As of 30 March 2020, the following temporary changes apply:

  • checks can now be carried out over video calls;
  • job applicants and existing workers can send scanned documents or a photo of documents for checks using email or a mobile app, rather than sending originals;
  • employers should use the Employer Checking Service online if a prospective or existing employee cannot provide any of the accepted documents.

Checks continue to be necessary, and employers must continue to check the prescribed documents listed in the government's right to work checks guidance. It remains an offence to knowingly employ anyone who does not have the right to work in the UK.

The temporary process

The new temporary process for conducting right to work checks is:

  • ask the worker to submit a scanned copy or a photo of their original documents via email or using a mobile app;
  • arrange a video call with the worker – ask them to hold up the original documents to the camera and check them against the digital copy of the documents;
  • record the date you made the check and mark it as "adjusted check undertaken on [insert date] due to Covid-19;
  • if the worker has a current biometric residence permit or biometric residence card or status under the EU settlement scheme you can use the online right to work checking service while doing a video call.
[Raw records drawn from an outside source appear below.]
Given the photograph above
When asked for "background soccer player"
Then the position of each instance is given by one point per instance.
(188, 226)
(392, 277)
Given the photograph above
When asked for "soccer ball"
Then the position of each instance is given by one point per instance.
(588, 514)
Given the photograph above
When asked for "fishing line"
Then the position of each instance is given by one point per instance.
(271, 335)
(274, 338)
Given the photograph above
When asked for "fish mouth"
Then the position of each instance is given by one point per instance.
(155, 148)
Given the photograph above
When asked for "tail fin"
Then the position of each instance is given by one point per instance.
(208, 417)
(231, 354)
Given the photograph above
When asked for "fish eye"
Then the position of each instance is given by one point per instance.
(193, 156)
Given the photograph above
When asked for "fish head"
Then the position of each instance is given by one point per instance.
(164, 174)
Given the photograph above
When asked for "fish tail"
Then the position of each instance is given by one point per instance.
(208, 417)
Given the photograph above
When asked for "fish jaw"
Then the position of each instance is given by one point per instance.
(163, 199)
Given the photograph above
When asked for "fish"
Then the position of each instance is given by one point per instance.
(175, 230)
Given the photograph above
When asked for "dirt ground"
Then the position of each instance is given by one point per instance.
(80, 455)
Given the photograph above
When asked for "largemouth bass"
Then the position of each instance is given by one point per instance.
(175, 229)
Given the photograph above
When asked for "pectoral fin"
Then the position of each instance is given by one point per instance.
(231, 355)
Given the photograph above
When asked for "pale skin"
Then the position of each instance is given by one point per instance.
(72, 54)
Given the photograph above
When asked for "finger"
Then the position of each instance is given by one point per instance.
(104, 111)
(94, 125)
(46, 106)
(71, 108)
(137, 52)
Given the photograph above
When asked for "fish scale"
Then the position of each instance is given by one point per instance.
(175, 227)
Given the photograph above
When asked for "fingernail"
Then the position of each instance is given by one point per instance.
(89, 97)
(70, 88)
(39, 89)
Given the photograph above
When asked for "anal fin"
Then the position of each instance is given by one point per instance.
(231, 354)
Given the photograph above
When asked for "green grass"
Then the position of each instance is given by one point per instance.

The applicant must give you permission to view their details.

If a job applicant or existing worker cannot show their documents then employers must contact the Home Office Employer Checking Service. If the person has a right to work, the Employer Checking Service will send employers a 'Positive Verification Notice'. This provides them with a statutory excuse for six months from the date in the notice.

This guidance was issued on 30 March 2020 and is not stated to be retrospective. Given some employers may have taken a commercial view and followed this approach prior to the guidance being issued, where this was due to the current coronavirus pandemic, we suggest such records note that it was an "adjusted check undertaken due to Covid-19" as referenced above to address any potential future challenges as to the rationale for the format of check undertaken. Follow up checks should be completed as referenced below.

Following up once restrictions are lifted

The Home Office has stressed that this is a temporary measure. It will release further guidance in advance of the concessions ending to give employers sufficient time to revert back to the previous right to work check process.

Employers should keep a record of all individuals checked using this new process, as they will be asked to carry out retrospective checks on existing employees who:

  • started working while the temporary measures applied; or
  • required a follow-up right to work check while the temporary measures applied.

Employers should mark the retrospective check: "The individual's contract commenced on [insert date]. The prescribed right to work check was undertaken on [insert date] due to Covid-19".

The retrospective check must be carried out within eight weeks of the Covid-19 temporary measures ending, and both checks should be kept for the employer's records. The employer must end the employment if it finds the employee does not have permission to be in the UK when the retrospective check is completed.